Je me suis rendu à Mourmansk entre septembre 2021 et février 2022, c’est une grande ville au-delà du cercle polaire, qui vit une grande partie de l’année dans l’obscurité. Au cours de trois mois de voyage, j’ai été invité dans de nombreux appartements datant de l’ère soviétique pour passer la nuit avec les habitant·es de la ville. Mon intention n’était pas de documenter la façon dont les gens affrontent l’obscurité, mais plutôt de considérer la nuit comme une porte d’entrée pour explorer ce pays inconnu.
L’obscurité devient une façon de voir, à la fois littéral et métaphorique. Littéral d’abord : la nuit agit comme un filtre, dissimulant certaines choses tout en en révélant d’autres. Ainsi, le paysage urbain, marqué par les imposants édifices de l’ère soviétique et la toundra arctique, se réduit à un simple élément de décor. En revanche, ce qui est éclairé se présente, à mes yeux, comme essentiel : l’intimité de celles et ceux qui m’ont accueilli pour la nuit.
Métaphoriquement ensuite : l’obscurité de la nuit devient une confrontation indirecte avec la réalité de la Russie et son futur incertain.

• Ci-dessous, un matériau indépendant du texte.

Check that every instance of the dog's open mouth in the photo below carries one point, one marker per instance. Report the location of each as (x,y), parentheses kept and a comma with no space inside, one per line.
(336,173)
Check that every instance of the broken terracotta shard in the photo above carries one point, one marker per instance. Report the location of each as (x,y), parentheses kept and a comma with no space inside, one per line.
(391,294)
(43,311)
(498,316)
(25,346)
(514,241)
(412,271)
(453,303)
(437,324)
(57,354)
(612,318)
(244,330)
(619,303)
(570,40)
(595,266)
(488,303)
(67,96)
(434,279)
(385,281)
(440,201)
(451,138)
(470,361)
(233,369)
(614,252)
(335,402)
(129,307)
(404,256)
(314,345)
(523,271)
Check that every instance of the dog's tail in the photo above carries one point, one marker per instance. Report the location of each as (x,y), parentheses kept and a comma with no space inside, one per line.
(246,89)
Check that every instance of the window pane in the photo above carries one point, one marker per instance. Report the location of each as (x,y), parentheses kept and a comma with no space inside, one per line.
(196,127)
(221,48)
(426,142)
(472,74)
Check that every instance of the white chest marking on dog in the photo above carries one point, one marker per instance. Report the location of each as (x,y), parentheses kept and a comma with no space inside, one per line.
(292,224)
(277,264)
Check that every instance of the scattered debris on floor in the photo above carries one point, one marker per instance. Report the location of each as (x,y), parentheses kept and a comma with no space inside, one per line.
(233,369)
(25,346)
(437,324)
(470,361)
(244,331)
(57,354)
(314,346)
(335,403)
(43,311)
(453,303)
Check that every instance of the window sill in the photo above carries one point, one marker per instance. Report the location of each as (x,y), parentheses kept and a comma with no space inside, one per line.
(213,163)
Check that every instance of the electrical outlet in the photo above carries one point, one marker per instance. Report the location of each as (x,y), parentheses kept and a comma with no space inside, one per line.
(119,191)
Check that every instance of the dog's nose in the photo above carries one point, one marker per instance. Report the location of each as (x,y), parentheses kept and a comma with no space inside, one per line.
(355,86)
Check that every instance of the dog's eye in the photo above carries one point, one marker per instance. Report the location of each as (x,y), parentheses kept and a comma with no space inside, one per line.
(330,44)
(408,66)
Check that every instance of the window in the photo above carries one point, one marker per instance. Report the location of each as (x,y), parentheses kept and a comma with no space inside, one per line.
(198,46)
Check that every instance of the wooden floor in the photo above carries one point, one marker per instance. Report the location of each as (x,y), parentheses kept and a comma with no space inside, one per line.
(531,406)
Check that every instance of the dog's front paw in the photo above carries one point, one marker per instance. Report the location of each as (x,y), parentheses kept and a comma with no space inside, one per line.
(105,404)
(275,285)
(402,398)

L’invasion de l’Ukraine m’a obligé à adopter également cette nouvelle grille de lecture dans mon travail.
Cette immersion dans la nuit de Mourmansk n’a pas pour prétention de dévoiler quelque chose sur « la Russie », mais plutôt de susciter, à travers des photos prises dans des recoins d’appartements, la rencontre avec quelques Russes. La nuit est une manière de voir, un filtre. Une façon d’évoquer les rêves et mystères de ces individus rencontrés à la veille d’un conflit.